I mercati di frontiera non vogliono perdere il treno della ripresa globale. L’indice Msci dedicato ai paesi che non sono considerati ancora emergenti nell’ultimo mese (fino al 28 aprile e calcolato in euro) ha guadagnato quasi il 4%, portando a +11,3% la performance da inizio anno.
“Noi riteniamo che aumenterà l’interesse per i mercati di frontiera che stanno in qualche modo maturando”, spiega uno studio di East Capital. “I flussi in questi mercati sono raddoppiati negli ultimi tre anni, tuttavia continuano a rappresentare circa lo 0,4% della capitalizzazione globale. Questi mercati non sono solamente a sconto rispetto a quelli sviluppati e a quelli emergenti, ma sono ancora sotto i loro livelli pre-crisi. A sostegno del tema dei mercati di frontiera ci sono importanti fattori di lungo termine quali la grossa crescita demografica e i bassi livelli di indebitamento. Inoltre la crescita economica media è del 6% contro il 5% dei mercati emergenti e il 2% di quelli sviluppati”.

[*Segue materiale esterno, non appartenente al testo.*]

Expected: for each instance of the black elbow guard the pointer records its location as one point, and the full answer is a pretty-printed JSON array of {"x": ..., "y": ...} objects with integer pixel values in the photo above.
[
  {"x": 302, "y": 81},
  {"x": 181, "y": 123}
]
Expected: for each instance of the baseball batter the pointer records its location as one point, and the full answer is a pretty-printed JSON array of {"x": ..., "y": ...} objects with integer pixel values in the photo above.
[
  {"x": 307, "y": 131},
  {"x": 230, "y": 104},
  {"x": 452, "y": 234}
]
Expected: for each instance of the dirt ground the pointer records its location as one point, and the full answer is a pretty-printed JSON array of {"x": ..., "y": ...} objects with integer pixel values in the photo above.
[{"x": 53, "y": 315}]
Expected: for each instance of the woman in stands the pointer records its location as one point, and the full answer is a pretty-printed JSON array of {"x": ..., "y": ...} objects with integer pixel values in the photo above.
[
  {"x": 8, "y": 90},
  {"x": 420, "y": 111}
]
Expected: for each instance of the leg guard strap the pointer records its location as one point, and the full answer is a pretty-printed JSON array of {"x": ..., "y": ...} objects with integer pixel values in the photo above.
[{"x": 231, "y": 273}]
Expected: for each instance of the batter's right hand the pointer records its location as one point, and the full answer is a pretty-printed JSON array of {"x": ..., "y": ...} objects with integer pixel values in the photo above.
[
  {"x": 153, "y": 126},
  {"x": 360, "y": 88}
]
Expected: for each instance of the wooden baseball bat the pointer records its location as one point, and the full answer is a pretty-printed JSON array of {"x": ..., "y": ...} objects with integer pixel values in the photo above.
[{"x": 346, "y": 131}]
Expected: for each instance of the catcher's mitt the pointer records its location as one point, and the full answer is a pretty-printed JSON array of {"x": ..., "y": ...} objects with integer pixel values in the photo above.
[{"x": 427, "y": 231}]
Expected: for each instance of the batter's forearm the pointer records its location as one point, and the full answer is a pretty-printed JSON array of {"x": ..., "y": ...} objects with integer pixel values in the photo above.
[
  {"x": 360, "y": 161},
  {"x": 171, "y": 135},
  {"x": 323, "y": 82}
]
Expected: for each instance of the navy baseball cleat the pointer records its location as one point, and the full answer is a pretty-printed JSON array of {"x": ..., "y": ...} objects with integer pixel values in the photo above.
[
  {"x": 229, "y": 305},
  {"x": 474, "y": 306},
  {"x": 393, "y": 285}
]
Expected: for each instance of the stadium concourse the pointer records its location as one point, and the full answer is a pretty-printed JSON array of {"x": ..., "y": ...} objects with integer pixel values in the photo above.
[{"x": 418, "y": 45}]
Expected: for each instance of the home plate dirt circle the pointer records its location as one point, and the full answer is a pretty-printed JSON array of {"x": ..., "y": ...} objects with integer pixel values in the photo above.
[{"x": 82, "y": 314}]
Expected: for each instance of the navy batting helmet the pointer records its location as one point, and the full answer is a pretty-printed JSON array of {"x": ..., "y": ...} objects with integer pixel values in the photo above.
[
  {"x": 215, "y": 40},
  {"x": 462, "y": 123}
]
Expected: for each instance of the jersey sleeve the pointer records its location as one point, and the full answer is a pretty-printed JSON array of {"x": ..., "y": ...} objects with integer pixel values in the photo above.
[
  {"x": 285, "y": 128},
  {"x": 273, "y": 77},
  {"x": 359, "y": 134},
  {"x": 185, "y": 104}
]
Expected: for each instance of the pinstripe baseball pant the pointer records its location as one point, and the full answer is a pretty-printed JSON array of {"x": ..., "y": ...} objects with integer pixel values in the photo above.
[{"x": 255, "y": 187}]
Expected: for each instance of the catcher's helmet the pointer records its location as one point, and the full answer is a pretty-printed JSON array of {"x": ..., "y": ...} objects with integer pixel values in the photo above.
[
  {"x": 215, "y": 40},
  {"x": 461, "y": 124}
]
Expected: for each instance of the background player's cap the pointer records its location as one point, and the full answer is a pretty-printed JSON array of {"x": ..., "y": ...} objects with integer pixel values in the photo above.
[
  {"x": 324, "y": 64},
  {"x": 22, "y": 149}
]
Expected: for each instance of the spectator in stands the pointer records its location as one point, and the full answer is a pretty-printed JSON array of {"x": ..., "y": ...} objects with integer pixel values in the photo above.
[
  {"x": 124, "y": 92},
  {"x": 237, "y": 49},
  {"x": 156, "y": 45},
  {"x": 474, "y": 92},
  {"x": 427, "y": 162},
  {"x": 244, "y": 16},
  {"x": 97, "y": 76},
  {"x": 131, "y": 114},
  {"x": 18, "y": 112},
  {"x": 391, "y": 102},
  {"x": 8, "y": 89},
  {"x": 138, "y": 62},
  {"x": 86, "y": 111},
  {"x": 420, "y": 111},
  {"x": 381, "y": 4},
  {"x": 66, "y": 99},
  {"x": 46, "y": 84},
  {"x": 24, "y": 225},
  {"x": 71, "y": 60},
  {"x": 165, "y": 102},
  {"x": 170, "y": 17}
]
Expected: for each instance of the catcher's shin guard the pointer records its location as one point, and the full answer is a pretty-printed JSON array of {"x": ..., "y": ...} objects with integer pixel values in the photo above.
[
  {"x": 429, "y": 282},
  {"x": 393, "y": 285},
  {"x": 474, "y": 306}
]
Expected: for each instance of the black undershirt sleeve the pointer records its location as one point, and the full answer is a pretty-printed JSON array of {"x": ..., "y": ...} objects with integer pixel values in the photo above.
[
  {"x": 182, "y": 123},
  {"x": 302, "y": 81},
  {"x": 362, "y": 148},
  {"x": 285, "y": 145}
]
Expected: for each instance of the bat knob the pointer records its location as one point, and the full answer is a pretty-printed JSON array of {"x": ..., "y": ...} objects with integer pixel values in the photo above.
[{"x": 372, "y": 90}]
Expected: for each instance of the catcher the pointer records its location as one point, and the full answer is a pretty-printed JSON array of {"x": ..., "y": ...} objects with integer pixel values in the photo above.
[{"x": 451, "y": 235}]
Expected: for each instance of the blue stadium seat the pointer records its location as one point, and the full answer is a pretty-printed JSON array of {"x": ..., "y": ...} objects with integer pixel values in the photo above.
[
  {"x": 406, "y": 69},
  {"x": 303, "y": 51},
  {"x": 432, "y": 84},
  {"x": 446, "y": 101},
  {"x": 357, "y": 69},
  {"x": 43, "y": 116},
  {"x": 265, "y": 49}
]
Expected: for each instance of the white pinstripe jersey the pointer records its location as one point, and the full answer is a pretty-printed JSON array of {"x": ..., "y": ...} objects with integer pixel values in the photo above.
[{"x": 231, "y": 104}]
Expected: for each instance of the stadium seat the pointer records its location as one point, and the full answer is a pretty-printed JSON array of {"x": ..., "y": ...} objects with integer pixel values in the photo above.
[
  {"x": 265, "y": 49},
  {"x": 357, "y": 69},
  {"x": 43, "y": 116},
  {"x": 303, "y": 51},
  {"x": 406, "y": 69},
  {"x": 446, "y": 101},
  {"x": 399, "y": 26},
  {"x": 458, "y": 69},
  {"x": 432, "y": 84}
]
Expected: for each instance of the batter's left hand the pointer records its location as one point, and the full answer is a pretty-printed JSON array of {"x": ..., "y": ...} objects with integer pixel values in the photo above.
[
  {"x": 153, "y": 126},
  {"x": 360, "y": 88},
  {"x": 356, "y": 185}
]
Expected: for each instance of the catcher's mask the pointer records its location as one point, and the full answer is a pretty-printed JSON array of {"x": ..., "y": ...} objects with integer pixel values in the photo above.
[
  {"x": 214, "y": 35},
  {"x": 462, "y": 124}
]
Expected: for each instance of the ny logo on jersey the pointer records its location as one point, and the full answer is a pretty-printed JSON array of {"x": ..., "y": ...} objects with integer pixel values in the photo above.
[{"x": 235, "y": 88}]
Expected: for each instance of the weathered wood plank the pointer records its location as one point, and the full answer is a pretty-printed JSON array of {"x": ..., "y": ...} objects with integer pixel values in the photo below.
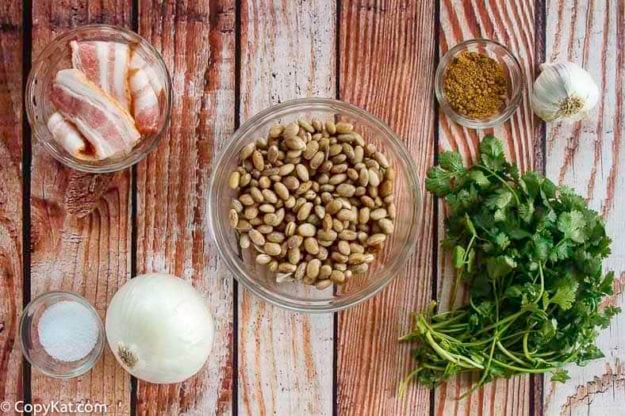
[
  {"x": 10, "y": 200},
  {"x": 589, "y": 157},
  {"x": 511, "y": 23},
  {"x": 196, "y": 39},
  {"x": 387, "y": 56},
  {"x": 88, "y": 254},
  {"x": 285, "y": 359}
]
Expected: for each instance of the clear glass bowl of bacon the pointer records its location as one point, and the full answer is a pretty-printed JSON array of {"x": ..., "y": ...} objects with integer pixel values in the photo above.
[{"x": 98, "y": 98}]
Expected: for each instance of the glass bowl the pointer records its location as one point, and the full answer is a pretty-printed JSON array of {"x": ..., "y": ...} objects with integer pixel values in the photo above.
[
  {"x": 35, "y": 352},
  {"x": 296, "y": 295},
  {"x": 55, "y": 56},
  {"x": 512, "y": 72}
]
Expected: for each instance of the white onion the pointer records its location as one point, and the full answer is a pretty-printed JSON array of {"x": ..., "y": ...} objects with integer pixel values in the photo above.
[{"x": 159, "y": 328}]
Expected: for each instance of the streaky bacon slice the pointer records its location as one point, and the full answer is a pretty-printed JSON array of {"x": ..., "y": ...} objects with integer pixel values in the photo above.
[
  {"x": 67, "y": 136},
  {"x": 138, "y": 62},
  {"x": 106, "y": 64},
  {"x": 145, "y": 104},
  {"x": 145, "y": 89},
  {"x": 99, "y": 117}
]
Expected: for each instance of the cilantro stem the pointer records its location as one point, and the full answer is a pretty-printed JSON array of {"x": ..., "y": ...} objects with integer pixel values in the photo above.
[
  {"x": 503, "y": 181},
  {"x": 509, "y": 354}
]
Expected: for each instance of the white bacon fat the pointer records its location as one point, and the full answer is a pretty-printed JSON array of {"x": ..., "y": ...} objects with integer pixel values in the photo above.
[
  {"x": 106, "y": 64},
  {"x": 67, "y": 136},
  {"x": 98, "y": 117},
  {"x": 145, "y": 89}
]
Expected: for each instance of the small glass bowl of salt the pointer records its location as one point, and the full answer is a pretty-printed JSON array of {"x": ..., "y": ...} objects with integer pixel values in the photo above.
[{"x": 61, "y": 334}]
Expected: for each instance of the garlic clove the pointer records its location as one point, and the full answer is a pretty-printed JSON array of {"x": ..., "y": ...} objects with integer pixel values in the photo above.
[{"x": 563, "y": 91}]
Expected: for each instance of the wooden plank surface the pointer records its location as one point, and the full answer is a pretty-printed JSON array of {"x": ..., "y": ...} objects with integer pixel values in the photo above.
[
  {"x": 196, "y": 39},
  {"x": 87, "y": 254},
  {"x": 511, "y": 23},
  {"x": 589, "y": 156},
  {"x": 285, "y": 358},
  {"x": 11, "y": 361},
  {"x": 387, "y": 57}
]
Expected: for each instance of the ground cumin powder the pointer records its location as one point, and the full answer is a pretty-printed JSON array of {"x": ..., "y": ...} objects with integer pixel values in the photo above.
[{"x": 475, "y": 85}]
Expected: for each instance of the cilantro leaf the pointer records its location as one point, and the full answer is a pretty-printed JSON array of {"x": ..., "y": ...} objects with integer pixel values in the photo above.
[
  {"x": 565, "y": 295},
  {"x": 530, "y": 254},
  {"x": 572, "y": 224}
]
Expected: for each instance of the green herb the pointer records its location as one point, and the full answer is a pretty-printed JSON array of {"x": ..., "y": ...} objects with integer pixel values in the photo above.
[{"x": 530, "y": 253}]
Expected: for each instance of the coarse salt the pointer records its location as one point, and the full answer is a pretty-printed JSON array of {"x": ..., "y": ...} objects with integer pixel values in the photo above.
[{"x": 68, "y": 331}]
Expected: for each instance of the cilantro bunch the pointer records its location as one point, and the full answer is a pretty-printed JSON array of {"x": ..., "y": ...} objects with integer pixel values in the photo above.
[{"x": 530, "y": 253}]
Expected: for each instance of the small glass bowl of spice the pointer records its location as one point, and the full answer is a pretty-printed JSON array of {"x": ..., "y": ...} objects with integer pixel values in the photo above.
[
  {"x": 61, "y": 334},
  {"x": 479, "y": 83}
]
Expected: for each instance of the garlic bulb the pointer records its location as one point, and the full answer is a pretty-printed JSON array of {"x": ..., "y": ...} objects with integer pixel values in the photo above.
[
  {"x": 563, "y": 91},
  {"x": 159, "y": 328}
]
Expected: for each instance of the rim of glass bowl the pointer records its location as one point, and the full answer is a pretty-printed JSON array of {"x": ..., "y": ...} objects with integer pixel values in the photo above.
[
  {"x": 88, "y": 365},
  {"x": 515, "y": 100},
  {"x": 232, "y": 258},
  {"x": 115, "y": 165}
]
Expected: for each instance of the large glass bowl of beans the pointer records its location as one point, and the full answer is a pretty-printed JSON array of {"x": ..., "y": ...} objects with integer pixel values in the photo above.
[{"x": 314, "y": 205}]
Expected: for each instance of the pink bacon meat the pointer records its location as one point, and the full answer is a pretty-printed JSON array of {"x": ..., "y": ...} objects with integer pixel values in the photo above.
[
  {"x": 145, "y": 89},
  {"x": 99, "y": 118},
  {"x": 67, "y": 136},
  {"x": 106, "y": 64}
]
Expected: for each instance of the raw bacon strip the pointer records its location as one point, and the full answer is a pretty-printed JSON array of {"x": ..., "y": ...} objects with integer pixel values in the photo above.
[
  {"x": 67, "y": 136},
  {"x": 101, "y": 120},
  {"x": 106, "y": 64},
  {"x": 137, "y": 62},
  {"x": 145, "y": 105}
]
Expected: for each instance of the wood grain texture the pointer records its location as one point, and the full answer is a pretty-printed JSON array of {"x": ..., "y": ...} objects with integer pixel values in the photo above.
[
  {"x": 510, "y": 23},
  {"x": 285, "y": 358},
  {"x": 589, "y": 156},
  {"x": 196, "y": 39},
  {"x": 88, "y": 254},
  {"x": 10, "y": 200},
  {"x": 387, "y": 58}
]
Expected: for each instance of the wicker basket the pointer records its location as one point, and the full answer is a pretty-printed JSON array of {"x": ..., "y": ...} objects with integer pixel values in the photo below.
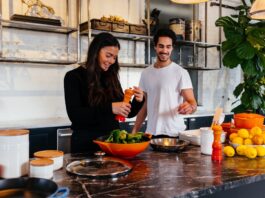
[
  {"x": 138, "y": 29},
  {"x": 120, "y": 27},
  {"x": 97, "y": 25}
]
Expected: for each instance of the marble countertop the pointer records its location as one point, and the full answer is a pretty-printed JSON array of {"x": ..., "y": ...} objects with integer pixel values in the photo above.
[
  {"x": 157, "y": 174},
  {"x": 64, "y": 121},
  {"x": 35, "y": 123}
]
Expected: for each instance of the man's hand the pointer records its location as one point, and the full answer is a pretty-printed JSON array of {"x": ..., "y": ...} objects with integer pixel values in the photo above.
[{"x": 186, "y": 108}]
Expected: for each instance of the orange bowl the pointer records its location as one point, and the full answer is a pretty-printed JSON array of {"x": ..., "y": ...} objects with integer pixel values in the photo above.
[
  {"x": 248, "y": 120},
  {"x": 122, "y": 150}
]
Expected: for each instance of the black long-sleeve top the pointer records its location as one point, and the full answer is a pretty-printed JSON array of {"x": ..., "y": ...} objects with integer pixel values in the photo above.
[{"x": 89, "y": 122}]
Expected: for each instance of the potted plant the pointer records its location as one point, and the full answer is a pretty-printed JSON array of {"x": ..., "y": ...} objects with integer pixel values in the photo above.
[{"x": 245, "y": 46}]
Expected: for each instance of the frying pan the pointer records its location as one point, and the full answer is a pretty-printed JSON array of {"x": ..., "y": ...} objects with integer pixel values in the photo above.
[{"x": 31, "y": 188}]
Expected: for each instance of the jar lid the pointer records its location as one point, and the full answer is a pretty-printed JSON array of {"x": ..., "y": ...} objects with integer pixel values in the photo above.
[
  {"x": 48, "y": 154},
  {"x": 13, "y": 132},
  {"x": 41, "y": 162}
]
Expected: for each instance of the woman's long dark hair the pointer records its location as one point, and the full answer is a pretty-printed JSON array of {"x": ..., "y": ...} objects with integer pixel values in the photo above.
[{"x": 102, "y": 85}]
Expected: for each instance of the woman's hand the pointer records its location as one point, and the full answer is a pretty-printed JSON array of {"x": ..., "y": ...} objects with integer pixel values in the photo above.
[
  {"x": 138, "y": 94},
  {"x": 121, "y": 108}
]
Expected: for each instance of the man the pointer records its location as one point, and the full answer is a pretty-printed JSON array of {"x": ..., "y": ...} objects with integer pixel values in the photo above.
[{"x": 168, "y": 91}]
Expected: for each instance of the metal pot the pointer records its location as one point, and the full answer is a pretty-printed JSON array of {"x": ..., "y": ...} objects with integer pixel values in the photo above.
[
  {"x": 168, "y": 144},
  {"x": 31, "y": 188},
  {"x": 177, "y": 25},
  {"x": 193, "y": 30}
]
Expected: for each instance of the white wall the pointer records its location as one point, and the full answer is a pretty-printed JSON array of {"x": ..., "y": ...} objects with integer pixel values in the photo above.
[
  {"x": 29, "y": 91},
  {"x": 216, "y": 87}
]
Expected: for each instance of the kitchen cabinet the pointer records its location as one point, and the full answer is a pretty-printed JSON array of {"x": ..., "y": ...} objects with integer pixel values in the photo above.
[
  {"x": 135, "y": 38},
  {"x": 15, "y": 49}
]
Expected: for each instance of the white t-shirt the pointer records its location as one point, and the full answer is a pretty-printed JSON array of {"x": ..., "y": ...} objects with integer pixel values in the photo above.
[{"x": 163, "y": 87}]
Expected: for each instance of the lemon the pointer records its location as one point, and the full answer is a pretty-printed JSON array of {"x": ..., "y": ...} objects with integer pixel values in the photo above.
[
  {"x": 256, "y": 131},
  {"x": 240, "y": 150},
  {"x": 232, "y": 136},
  {"x": 229, "y": 151},
  {"x": 260, "y": 151},
  {"x": 237, "y": 140},
  {"x": 248, "y": 141},
  {"x": 251, "y": 152},
  {"x": 243, "y": 133}
]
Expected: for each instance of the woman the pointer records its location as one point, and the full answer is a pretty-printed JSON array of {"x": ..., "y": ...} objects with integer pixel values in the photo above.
[{"x": 94, "y": 96}]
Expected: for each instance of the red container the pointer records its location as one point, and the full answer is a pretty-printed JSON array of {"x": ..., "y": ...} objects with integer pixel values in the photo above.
[{"x": 248, "y": 120}]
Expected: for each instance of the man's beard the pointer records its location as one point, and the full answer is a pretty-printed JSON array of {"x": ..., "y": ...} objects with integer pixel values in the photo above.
[{"x": 163, "y": 60}]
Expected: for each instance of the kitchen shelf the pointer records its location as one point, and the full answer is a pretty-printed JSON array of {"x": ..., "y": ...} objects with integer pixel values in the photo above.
[
  {"x": 36, "y": 26},
  {"x": 200, "y": 68},
  {"x": 67, "y": 31},
  {"x": 132, "y": 65},
  {"x": 198, "y": 44},
  {"x": 125, "y": 36},
  {"x": 20, "y": 60}
]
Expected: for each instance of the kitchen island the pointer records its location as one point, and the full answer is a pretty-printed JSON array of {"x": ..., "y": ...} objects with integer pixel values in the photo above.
[{"x": 184, "y": 174}]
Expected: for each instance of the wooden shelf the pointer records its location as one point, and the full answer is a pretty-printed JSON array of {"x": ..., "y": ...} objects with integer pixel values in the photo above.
[
  {"x": 36, "y": 26},
  {"x": 20, "y": 60},
  {"x": 134, "y": 37},
  {"x": 198, "y": 44},
  {"x": 201, "y": 68}
]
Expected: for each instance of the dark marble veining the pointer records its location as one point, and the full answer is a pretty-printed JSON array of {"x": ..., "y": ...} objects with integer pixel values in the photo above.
[{"x": 157, "y": 174}]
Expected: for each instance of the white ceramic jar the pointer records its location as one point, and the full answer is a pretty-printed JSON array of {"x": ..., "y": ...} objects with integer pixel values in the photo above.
[
  {"x": 14, "y": 153},
  {"x": 41, "y": 168},
  {"x": 55, "y": 155}
]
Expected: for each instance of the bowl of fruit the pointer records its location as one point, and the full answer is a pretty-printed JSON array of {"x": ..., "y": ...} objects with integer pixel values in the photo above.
[
  {"x": 248, "y": 120},
  {"x": 247, "y": 142},
  {"x": 122, "y": 144}
]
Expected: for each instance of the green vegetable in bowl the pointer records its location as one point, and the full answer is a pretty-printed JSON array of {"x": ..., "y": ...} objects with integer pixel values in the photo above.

Restringendo il campo ad alcuni paesi che formano il mondo frontier, il mercato ucraino si è ripreso, ma ha perso il 18,2% in termini di moneta unica a causa di una maggiore debolezza valutaria. Per quanto riguarda la Nigeria e l’Iran, l’indice del paese africano è rimasto in realtà piatto nel corso del trimestre, sebbene abbia registrato un rally di circa il 20% nelle scorse due settimane in termini di valuta locale (i risultati delle elezioni sono stati annunciati solamente nell’ultimo giorno del mese). La Borsa di Teheran, intanto, rimane inaccessibile per gli investitori internazionale. La speranza di molti investitori è che le sanzioni siano tolte nel corso di quest’anno. Una possibilità che si avvicina ora che è stato raggiunto un accordo sul nucleare.
I radar sull’Africa
Uno dei temi dominanti per chi è interessato ai mercati di frontiera resta l’Africa. In molti paesi del continente nero si è osservato negli ultimi anni un tasso di crescita del Pil superiore al 6%, dovuto a politiche economiche e fiscali favorevoli allo sviluppo e alla stabilità economica. “Verso l’Africa Sub-sahariana si sono indirizzati dal 2014 a oggi flussi di investimenti pari a 8,4 miliardi di dollari, di cui circa 1,4 nel 2015, provenienti da Stati Uniti, Asia ed Europa”, dice una nota di Francesco Confuorti, presidente di Advantage Financial. “L’Italia è ancora quasi assente. C’è un gap da colmare e una grande opportunità per le nostre imprese, considerando anche che il modello organizzativo della tipica azienda africana (con l’eccezione dei grandi gruppi multinazionali) si avvicina molto a quello delle Pmi italiane”.